Das (auch: der) Dagesch, Plural Degeschim, ist ein diakritisches Zeichen im vokalisierten hebräischen Text. Es wird als Punkt geschrieben, der ins Innere eines Konsonantenzeichens gesetzt wird, um eine Verdoppelung des Konsonanten oder eine harte, d. h. nicht aspirierte Aussprache anzuzeigen.

Es gibt zwei weitere diakritische Zeichen, die als Punkt in hebräischen Schriftzeichen erscheinen, die nicht mit dem Dagesch verwechselt werden sollten:

  • Schuruq (auch Schureq) besteht aus einem Waw mit einem Punkt darin (וּ). Dieses zeigt an, dass Waw als mater lectionis für den langen Vokal u verwendet wird;
  • Mappiq ist ein Punkt in einem He am Wortende (הּ). Dieses bedeutet, dass He nicht Ersatz für einen langen Vokal am Wortende ist (mater lectionis), sondern als hörbarer Konsonant h ausgesprochen wird.

Dagesch, Mappiq und der Punkt im Schuruq werden in Unicode nicht unterschieden und haben die gemeinsame Position U+05BC.

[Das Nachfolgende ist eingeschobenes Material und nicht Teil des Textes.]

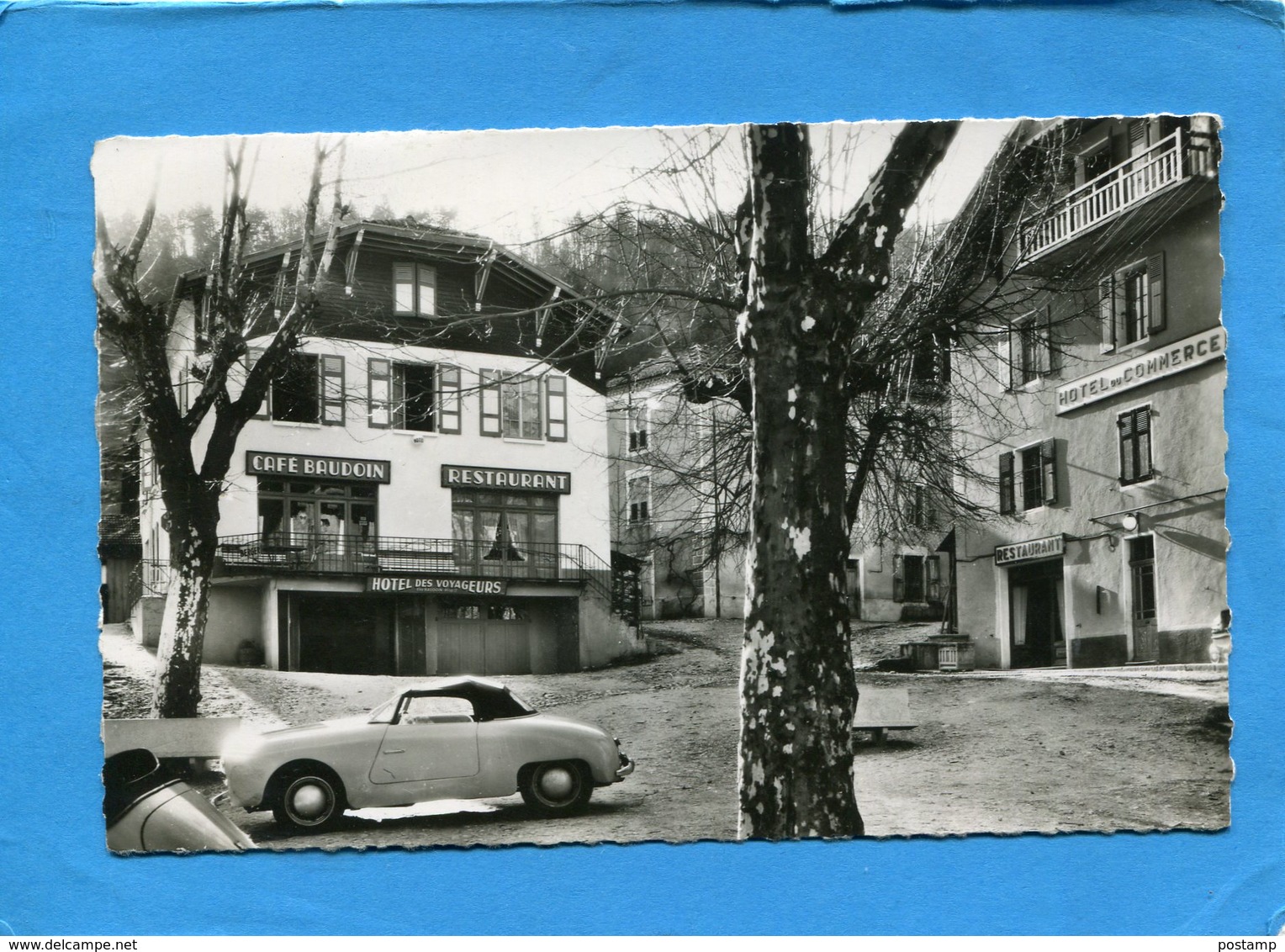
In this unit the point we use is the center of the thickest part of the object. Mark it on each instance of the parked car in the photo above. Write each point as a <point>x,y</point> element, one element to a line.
<point>151,810</point>
<point>454,739</point>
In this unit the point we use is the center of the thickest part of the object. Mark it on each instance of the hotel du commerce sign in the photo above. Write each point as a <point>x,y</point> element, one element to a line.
<point>1150,365</point>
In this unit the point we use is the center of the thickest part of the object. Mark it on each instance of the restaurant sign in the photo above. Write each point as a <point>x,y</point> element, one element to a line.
<point>260,463</point>
<point>1143,369</point>
<point>1024,552</point>
<point>437,586</point>
<point>511,479</point>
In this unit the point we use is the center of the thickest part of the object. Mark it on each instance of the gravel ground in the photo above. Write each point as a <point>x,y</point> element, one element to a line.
<point>991,753</point>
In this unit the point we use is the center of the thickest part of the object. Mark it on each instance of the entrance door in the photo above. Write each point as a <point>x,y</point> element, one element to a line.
<point>484,639</point>
<point>1034,614</point>
<point>345,633</point>
<point>1141,563</point>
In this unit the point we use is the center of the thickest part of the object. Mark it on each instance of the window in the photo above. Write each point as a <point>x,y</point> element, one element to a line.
<point>640,500</point>
<point>511,406</point>
<point>1029,353</point>
<point>1029,479</point>
<point>511,533</point>
<point>1131,304</point>
<point>310,389</point>
<point>639,426</point>
<point>414,396</point>
<point>1134,435</point>
<point>414,289</point>
<point>299,514</point>
<point>1141,562</point>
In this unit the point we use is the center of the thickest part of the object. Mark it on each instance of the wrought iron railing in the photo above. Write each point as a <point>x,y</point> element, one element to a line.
<point>1175,158</point>
<point>365,555</point>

Dagesch forte (starkes Dagesch)

Steht das Dagesch in einem Konsonanten inmitten eines Wortes nach einem in der Regel kurzen Vokal, so zeigt es an, dass dieser Konsonant verdoppelt ist. Ein solches Dagesch heißt starkes Dagesch (דגש חזק Dagesch chasaq, lat. Dagesch forte). Es ändert bei den meisten Konsonanten zumindest heute nichts an der Aussprache; in manchen Traditionen der Aussprache des biblischen Hebräisch werden solche Konsonanten aber hörbar geminiert. Die Konsonantenverdopplung ist vor allem für die Aufteilung in Silben wichtig: die vorangehende Silbe endet im Doppelkonsonanten und die folgende beginnt bereits dort. „Silben“ sind dabei nicht unbedingt tatsächliche Sprechsilben, sondern dienen dazu, die Vokalisationszeichen und gegebenenfalls das Dagesch richtig zu setzen.

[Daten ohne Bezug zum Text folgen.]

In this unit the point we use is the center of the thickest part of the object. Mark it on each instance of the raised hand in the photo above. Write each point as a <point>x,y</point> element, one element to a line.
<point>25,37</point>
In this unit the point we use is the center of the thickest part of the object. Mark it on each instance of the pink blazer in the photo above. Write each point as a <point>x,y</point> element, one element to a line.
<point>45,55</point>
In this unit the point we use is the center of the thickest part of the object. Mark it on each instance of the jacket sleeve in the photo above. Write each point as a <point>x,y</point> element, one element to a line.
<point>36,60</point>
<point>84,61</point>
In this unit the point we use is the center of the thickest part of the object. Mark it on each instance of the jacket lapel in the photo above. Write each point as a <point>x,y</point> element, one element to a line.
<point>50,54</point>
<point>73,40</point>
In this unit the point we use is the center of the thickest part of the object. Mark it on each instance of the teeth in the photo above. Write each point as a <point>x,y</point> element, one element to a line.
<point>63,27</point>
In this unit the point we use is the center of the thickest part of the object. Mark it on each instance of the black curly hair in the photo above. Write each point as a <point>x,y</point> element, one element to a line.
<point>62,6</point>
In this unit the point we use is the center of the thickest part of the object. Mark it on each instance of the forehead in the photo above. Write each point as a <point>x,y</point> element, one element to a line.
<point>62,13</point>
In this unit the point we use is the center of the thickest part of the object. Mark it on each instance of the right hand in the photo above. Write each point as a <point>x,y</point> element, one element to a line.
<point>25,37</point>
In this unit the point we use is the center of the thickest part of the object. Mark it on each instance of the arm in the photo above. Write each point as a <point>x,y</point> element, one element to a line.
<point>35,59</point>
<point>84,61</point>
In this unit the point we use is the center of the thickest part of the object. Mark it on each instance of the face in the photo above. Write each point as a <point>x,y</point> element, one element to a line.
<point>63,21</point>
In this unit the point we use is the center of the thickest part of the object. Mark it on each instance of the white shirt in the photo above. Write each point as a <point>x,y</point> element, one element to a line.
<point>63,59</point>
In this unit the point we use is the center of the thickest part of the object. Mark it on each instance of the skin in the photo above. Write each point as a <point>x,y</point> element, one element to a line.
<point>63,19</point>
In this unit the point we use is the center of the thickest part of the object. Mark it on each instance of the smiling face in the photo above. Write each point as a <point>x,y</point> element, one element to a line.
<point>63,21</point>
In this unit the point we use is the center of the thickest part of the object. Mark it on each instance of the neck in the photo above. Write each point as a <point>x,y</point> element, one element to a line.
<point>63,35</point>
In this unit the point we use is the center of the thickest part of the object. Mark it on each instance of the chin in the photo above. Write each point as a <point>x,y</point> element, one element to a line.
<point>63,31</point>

Die Konsonanten Alef, He, Chet, Ajin und Resch tragen nie ein Dagesch. Oft wird dann der vorangehende Vokal gedehnt, damit Vokallänge und Konsonantenverdoppelung wieder zusammenpassen, z. B. minnazrat („aus Nazaret“) mit kurzem i und starkem Dagesch im Nun, aber mechevron („aus Hebron“) mit langem e, weil das Chet kein Dagesch nimmt. Dass die langen Vokale heute meist doch kurz gesprochen werden, steht auf einem anderen Blatt.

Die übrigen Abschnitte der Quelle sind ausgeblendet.